A catalogue of dreams, tied to the practical information and resources to make dreams come true, is what we need in education.

An Exploded View of Comprehensive School Reform

Recently, I had to order a part for an electric lawnmower. I enjoyed looking at the exploded view (similar to the one above) on the manufacturer’s web site. What struck me about it was that so many of the parts were generic screws, bolts, springs, wheels, and so on. With a bit of ingenuity, I’m sure someone (not me!) could track down generic electric motors, mower blades, and other more specialized parts, and build their very own do-it-yourself lawn mower.

There are just a few problems with this idea.

  1. It would cost a lot more than the original mower
  2. It would take a lot of time that could possibly be used for better purposes
  3. It wouldn’t work and you’d end up with an expensive pile of junk to discard.

Why am I yammering on about exploded views of lawn mowers? Because the idea of assembling lawn mowers from generic parts is a lot like what all too many struggling schools do in the name of whole school reform.

In education, the equivalent do-it-yourself idea using generic parts is the idea that if you choose one program for reading and another for behavior and a third for parent involvement and a fourth for tutoring and a fifth for English learners and a sixth for formative assessment and a seventh for coaching, the school is bound to do better. It might, but this piecemeal approach is really hard to do well.

The alternative to assembling all of those generic parts is to adopt a comprehensive school improvement model. These are models that have coordinated, well worked-out, well-supported approaches to increasing student success. Our own Success for All program is one of them, but there are others for elementary and secondary schools. After years of encouraging schools receiving School Improvement Grants (SIG) to assemble their own comprehensive reforms (remember the lawn mower?), the U.S. Department of Education finally offered SIG schools the option of choosing a proven whole-school approach. In addition to our Success for All program, the U.S. Department of Education approved three other comprehensive programs based on their evidence of effectiveness: Positive Action, the Institute for Student Achievement, and New York City’s small high schools of choice approach. These all met the Department’s standards because they had at least one randomized experiment showing positive outcomes on achievement measures, but some had a lot more evidence than that.

Comprehensive approaches resemble the fully assembled lawn mower rather than the DIY exploded view. The parts of the comprehensive models may be like those of the do-it-yourself SIG models, but the difference is that the comprehensive models have a well-thought-out plan for coordinating all of those elements. Also, even if a school used proven elements to build its own model, those elements would not have been proven in combination, and each might compete for the energies, enthusiasm, and resources of the beleaguered school staff.
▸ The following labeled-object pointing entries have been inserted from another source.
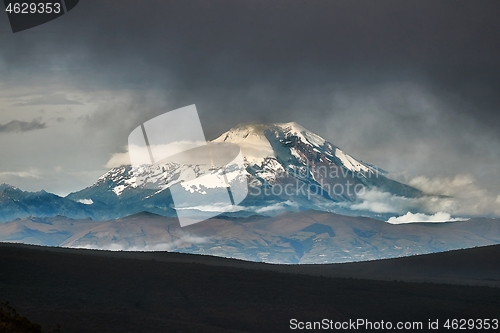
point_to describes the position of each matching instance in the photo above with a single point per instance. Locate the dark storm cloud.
(50, 99)
(16, 126)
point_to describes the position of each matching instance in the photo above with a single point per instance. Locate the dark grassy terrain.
(96, 291)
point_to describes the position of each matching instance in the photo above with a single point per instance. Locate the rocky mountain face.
(288, 168)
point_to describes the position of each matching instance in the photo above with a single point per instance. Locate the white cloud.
(118, 160)
(419, 217)
(383, 202)
(31, 173)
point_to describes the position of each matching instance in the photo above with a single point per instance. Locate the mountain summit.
(288, 168)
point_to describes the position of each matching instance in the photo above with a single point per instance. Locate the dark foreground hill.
(99, 291)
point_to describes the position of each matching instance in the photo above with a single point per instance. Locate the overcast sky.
(411, 86)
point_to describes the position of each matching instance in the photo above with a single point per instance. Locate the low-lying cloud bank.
(445, 199)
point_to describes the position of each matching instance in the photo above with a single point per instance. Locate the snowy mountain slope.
(287, 166)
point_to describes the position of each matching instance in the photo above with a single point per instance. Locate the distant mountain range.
(288, 169)
(295, 237)
(299, 225)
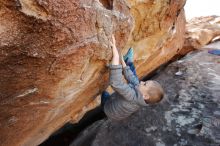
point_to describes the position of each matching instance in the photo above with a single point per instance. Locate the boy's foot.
(129, 57)
(214, 52)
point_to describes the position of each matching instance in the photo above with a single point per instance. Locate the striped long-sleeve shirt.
(126, 99)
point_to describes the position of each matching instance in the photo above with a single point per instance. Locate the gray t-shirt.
(127, 98)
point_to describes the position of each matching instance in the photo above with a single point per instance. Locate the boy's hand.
(116, 57)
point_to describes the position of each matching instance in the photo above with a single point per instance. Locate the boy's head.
(152, 91)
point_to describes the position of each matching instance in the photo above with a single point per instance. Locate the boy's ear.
(146, 96)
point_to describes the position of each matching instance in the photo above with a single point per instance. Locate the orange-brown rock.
(200, 31)
(53, 56)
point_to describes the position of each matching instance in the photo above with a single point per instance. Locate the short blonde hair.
(156, 92)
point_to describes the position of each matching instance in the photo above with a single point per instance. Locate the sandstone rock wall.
(53, 56)
(201, 31)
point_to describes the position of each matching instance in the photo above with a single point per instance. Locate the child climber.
(128, 97)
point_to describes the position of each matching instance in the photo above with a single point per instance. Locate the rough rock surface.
(200, 31)
(53, 55)
(190, 115)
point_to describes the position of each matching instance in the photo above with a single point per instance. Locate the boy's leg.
(104, 97)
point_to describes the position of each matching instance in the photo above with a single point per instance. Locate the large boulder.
(188, 116)
(53, 56)
(200, 31)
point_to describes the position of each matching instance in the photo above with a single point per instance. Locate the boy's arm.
(129, 75)
(116, 78)
(117, 83)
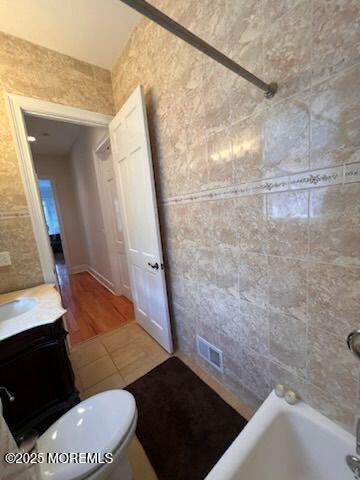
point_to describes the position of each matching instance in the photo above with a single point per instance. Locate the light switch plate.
(5, 259)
This is the last year of SIG under the old rules, but it will continue in a different form under ESSA. The ESSA School Improvement provisions require the use of programs that meet strong, moderate, or promising evidence standards. Assembling individual proven elements is not a terrible idea, and is a real improvement on the old SIG because it at least requires evidence for some of the parts. But perhaps broader use of comprehensive programs with strong evidence of effectiveness for the whole school-wide approach, not just the parts, will help finally achieve the bold goals of school improvement for some of the most challenging schools in our country.